All das wäre womöglich kein Problem gewesen, wenn nicht Magath einem verletzten Spieler geraten hätte, die Entzündung an seinem Knie mit Quark zu heilen. Daraufhin wurde er als schrulliger Scharlatan hingestellt, der allen Ernstes Käse für ein Apothekenmittel hält. Ein kulturelles Missverständnis. Obwohl Magath passionierter Teetrinker ist.

Auch Klopp weiß die Macht zu schätzen, er ist wie Magath ein Diktator, aber ein lässiger Diktator. Seine Coolness und seine Scherze wären in England vermutlich willkommen, die Frage ist allerdings: Wo in England?

Spanien und Italien? Nicht die richtigen Sphären

In Wahrheit brauchen weder der FC Arsenal noch Manchester United einen neuen Herrscher, der designierte Meister FC Chelsea sowieso nicht, denn da wird José Mourinho mit jedem Tag ein besserer Trainer (sagt zumindest José Mourinho), und ob der mit arabischem Geld synthetisierte Traditionsverein Manchester City das richtige Milieu für Klopp bietet, das darf man frech bezweifeln. Und Spanien oder Italien? Nicht die richtigen Sphären für ihn.

Nach der aktuellen Marktlage ist aber nicht nur in England, sondern auch in Deutschland derzeit kein Platz für den Coach, den so viele Klubs so gerne hätten. München, Leverkusen, Wolfsburg, Gladbach sind gut ausgestattet, Schalke ist aus ideologischen Gründen undenkbar, nicht mal der HSV hat eine Stelle zu vergeben, und dass Klopp in seiner Wahlheimat den ewigen Sanierungsfall Rot-Weiß Essen übernimmt, das bleibt leider eine romantische Illusion.
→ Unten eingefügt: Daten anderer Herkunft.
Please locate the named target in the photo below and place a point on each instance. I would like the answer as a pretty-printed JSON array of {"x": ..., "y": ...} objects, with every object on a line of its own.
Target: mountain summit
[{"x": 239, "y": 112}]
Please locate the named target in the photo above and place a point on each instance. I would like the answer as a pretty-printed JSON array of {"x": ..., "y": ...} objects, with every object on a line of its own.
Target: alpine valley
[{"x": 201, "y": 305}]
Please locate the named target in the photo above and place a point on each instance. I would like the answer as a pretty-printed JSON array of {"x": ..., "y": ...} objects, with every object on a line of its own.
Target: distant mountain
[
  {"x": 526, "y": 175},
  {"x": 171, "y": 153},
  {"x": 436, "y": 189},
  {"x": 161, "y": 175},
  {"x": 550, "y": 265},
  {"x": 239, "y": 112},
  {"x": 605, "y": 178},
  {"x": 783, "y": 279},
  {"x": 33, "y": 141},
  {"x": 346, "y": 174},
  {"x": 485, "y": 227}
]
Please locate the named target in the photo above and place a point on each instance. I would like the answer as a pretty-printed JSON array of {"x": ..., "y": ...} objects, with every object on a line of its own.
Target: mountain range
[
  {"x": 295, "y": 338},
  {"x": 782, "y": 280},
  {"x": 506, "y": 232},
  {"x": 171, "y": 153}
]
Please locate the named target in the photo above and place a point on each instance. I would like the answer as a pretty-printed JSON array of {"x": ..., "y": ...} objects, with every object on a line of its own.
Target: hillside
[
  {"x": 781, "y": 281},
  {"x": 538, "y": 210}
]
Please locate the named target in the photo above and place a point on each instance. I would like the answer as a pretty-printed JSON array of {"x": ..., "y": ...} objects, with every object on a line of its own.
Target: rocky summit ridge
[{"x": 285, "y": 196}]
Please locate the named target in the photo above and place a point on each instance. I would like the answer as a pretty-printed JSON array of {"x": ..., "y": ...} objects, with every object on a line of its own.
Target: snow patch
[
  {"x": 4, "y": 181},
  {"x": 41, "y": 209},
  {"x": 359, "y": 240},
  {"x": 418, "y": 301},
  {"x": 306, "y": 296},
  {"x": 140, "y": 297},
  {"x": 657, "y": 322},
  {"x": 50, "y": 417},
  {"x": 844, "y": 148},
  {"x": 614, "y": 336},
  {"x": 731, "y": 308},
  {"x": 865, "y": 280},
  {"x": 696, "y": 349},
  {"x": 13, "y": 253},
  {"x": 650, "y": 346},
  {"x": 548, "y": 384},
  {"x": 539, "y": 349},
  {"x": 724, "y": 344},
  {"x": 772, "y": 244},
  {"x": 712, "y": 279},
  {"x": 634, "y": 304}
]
Klopp wird es leichter haben als der BVB

Klopp hat zwar wissen lassen, dass er sich fit fühlt, um die Arbeit fortzusetzen, aber es wird ihm nicht unrecht sein, wenn er noch etwas warten muss auf ein adäquates Angebot.

Es heißt, dass Klopp hohe Ansprüche an das Niveau des nächsten Engagements stellt, doch vermutlich wird es ihm leichter fallen, den nächsten Traumverein zu finden, als es seinem alten Traumverein gelingt, den nächsten Traumtrainer zu finden. Das Dortmunder Milieu ist jahrelang von Klopp geprägt und noch am Tag seiner Abschiedserklärung monumental ausgefüllt worden, damit muss sein Nachfolger umgehen können.

Schon kommende Woche will der BVB den nächsten Coach präsentieren, wie Klubchef Hans-Joachim Watzke ankündigte. Thomas Tuchel ist angeblich nicht der einzige Kandidat, aber sicherlich der Spitzenkandidat. Sein Intellekt und seine Unabhängigkeit ermöglichen ihm, ein eigenes Milieu im Klub zu schaffen.